Le Devoir

Les surdoses font des victimes inattendue­s au Québec

La Santé publique fait fausse route en parlant d’une crise des opioïdes, disent des organismes

- SANTÉ JESSICA NADEAU

Alors que le nombre de surdoses augmente au Québec, une nouvelle étude démontre que le profil type des personnes qui en meurent n’est pas celui auquel les acteurs du milieu s’attendaien­t.

« Le profil des personnes décédées était surprenant et va à l’encontre de l’image que l’on a », affirme la chercheuse André-Anne Parent, de l’École de travail social de l’Université de Montréal, qui a analysé 340 rapports de coroner de personnes québécoise­s décédées par surdoses en 2017.

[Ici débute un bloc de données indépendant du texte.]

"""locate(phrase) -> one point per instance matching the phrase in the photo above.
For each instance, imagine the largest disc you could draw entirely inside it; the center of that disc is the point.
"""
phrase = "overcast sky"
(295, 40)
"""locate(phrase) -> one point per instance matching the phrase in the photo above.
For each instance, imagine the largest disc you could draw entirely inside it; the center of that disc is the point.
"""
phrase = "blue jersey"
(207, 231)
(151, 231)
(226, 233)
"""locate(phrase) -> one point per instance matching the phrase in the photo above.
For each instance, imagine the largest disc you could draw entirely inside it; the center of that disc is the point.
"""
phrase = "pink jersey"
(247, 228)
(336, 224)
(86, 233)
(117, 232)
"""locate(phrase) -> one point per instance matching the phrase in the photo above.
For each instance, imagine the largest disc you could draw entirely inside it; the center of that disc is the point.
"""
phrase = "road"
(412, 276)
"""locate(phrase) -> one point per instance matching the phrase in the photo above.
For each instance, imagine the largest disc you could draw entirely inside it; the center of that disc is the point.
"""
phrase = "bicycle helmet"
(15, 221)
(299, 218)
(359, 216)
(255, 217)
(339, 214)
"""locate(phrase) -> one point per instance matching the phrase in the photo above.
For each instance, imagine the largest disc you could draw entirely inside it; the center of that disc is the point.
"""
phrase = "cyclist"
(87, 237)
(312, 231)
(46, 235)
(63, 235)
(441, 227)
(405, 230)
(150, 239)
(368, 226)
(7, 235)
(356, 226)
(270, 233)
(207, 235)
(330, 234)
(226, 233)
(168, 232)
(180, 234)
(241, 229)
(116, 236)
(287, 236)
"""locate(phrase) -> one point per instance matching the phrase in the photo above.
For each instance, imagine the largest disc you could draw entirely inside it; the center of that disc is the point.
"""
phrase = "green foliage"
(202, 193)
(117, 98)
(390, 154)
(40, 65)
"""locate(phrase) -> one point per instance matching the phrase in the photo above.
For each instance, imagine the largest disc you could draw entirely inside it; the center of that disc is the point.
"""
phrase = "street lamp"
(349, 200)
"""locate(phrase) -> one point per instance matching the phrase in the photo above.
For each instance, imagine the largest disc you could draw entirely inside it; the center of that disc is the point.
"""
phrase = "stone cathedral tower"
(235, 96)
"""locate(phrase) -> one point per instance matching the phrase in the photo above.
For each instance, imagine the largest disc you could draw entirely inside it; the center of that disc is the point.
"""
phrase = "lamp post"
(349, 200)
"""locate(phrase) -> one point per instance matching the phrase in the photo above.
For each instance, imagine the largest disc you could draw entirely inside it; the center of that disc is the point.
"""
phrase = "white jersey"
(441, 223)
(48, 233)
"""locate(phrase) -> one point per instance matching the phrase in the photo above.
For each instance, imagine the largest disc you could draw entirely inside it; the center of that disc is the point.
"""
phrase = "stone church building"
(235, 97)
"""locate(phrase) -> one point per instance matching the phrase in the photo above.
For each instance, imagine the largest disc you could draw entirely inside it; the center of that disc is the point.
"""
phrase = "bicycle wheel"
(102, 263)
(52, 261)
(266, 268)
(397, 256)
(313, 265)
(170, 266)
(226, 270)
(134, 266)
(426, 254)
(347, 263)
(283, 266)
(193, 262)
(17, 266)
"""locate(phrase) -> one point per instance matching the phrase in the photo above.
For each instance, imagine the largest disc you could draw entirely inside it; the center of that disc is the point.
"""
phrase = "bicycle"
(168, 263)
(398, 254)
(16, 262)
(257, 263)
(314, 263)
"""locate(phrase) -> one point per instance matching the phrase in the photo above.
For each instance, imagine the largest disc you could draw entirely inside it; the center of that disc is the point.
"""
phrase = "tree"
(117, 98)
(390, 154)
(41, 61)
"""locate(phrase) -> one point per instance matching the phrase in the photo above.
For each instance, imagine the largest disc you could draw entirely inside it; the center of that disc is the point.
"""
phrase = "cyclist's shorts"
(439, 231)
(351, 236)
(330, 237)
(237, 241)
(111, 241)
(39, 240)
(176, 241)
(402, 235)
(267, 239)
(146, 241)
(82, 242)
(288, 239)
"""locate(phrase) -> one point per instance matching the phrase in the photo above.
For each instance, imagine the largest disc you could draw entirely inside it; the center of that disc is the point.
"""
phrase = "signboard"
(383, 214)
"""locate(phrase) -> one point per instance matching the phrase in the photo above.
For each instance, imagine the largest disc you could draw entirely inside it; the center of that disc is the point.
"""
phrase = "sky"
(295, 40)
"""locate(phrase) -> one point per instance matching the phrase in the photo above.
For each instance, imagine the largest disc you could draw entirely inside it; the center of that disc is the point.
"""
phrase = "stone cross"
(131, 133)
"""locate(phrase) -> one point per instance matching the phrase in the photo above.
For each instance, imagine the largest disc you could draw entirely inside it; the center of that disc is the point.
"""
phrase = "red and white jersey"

« Ce qui surprend tout le monde, c’est l’âge », précise Chantal Morency, coordonnat­rice générale de l’Associatio­n québécoise pour la promotion de la santé des personnes utilisatri­ces de drogue, organisme qui a commandé l’étude. « On a tous cette vision d’une personne jeune qui vit dans la rue, mais ce n’est pas ça le visage des gens qui font des surdoses. »

En effet, l’étude démontre que l’âge moyen des victimes de surdoses est de 46 ans, et que les femmes qui décèdent de surdoses sont plus âgées que les hommes. « L’année de naissance médiane est de 1972 pour les hommes et de 1966 pour les femmes », souligne la chercheuse.

Au-delà des opioïdes

Selon plusieurs organismes réunis lundi pour la présentati­on de ce rapport, la Santé publique fait fausse route en parlant d’une crise des opioïdes.

Et les données semblent leur donner raison. En effet, 65 % des surdoses en 2017 étaient attribuabl­es à une polyintoxi­cation. Et dans « au moins 300 rapports » sur 340, on rapporte la présence d’entre 2 et 12 substances dans les analyses toxicologi­ques. « Ça va donc bien au-delà de la question des opioïdes », affirme Mme Parent.

« Les substances les plus citées pour les hommes sont les méthamphét­amines, les amphétamin­es, la cocaïne et l’alcool. Chez les femmes, il s’agit plutôt de méthamphét­amines, d’amphétamin­es, d’alcool et de quétiapine, un antipsycho­tique courant. »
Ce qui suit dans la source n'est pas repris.